Robert and Catherine
At the Still Point of the Turning World
Carla Rees (alto flute/flute/bass flute)
Paul Goodey (oboe/cor anglais)
Sarah Watts (clarinet/bass clarinet)
Michael Oliva (electronics)
Reviewed by: Josh Meggitt
Reviewed: 22 April, 2006
Venue: St Leonards Church, Shoreditch, London
The majority of the pieces shared a similar aesthetic: meditative, unhurried shifting planes of sound with hints of menace. David Bennett Thomas’s five-movement Short Suite (2006) had the economy of Webern without that composer’s jaggedness. Instead, mournful flute lines and well-placed short bursts from bass clarinet and English horn created a mood of uneasy stasis. Marc Yeats’s Hocus Pocus (2004), Jonathon Kolm’s Mere Mirrors (2004) and Michael Oliva’s Night Crossing (2005) tread similarly meditative paths, Night Crossing involving spare and engaging electronics from the composer/performer. His piece Moss Garden (2006), for flute and electronics was shamelessly beautiful ambient music apparently influenced by Japanese gardens and Brian Eno: uncomplicated, undemanding but thoroughly enjoyable.
Warren Burt’s Robert and Catherine (1985) was composed using a complicated investigation of the letters ‘R’ and ‘K’ with spectral sound analysis; in sound terms, slow rolls of thunder emerged from the computer, built upon by flute and then bass clarinet, the electronic waves becoming more consciously digital and low bass clarinet squeaks echoing these artificial sounds. Edwin Roxburgh’s At the Still Point of the Turning World (1979) for solo oboe treated with ring-modulation ran Paul Goodey’s playing through various delay units, broadcast through loudspeakers situated in each corner of the room. Digital glitches and clicks echoed from the far speakers as live oboe patterns grew in intensity from the stage, (only to reappear in decayed format seconds later), incorporating breaths, overtones and the rattle of fingers on keys.

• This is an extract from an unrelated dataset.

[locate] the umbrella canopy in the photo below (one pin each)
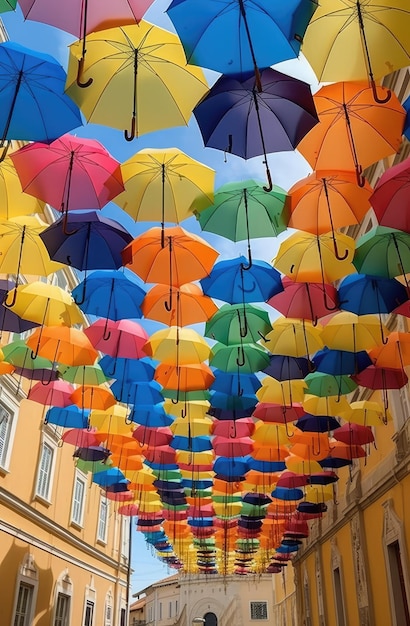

This piece, brilliantly performed by Goodey, remained engaging for most of its 15 minutes, although the digital crackle grew unnerving and seemed unnecessary.

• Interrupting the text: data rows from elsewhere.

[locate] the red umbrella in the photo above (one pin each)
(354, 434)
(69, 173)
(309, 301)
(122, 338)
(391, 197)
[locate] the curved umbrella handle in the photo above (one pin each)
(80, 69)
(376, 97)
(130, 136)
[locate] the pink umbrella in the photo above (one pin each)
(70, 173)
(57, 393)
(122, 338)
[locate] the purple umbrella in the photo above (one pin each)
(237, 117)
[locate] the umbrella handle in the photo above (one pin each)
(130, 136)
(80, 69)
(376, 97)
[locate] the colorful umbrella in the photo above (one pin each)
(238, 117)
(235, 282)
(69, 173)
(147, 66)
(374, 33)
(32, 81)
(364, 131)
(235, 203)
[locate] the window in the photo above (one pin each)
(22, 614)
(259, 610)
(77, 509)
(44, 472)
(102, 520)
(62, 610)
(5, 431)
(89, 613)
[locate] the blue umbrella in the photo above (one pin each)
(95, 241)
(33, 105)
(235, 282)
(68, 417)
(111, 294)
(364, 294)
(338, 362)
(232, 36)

Salvatore Sciarrino’s Muro D’Orizzonte (1996) was the most discomforting piece on the bill – filled with short bursts, over blowing and staccato attacks, it sent breath and spittle everywhere. Spasm (1993) by Michael Lowenstern was not completely successful in its aim of marrying “the compositional practices of classical music with the …emotional immediacy of popular music” yet the busy digital breakbeat combined suitably enough with the wheeze and honks of Sarah Watts’s bass clarinet. Howard Skempton’s Requiescat (1994) braved the terrors of audience participation via humming, but Goodey’s oboe sounded lovely dancing between these lacklustre human whines.
Throughout, Rarescale’s musicianship was never less than riveting: a thoroughly enjoyable evening of music.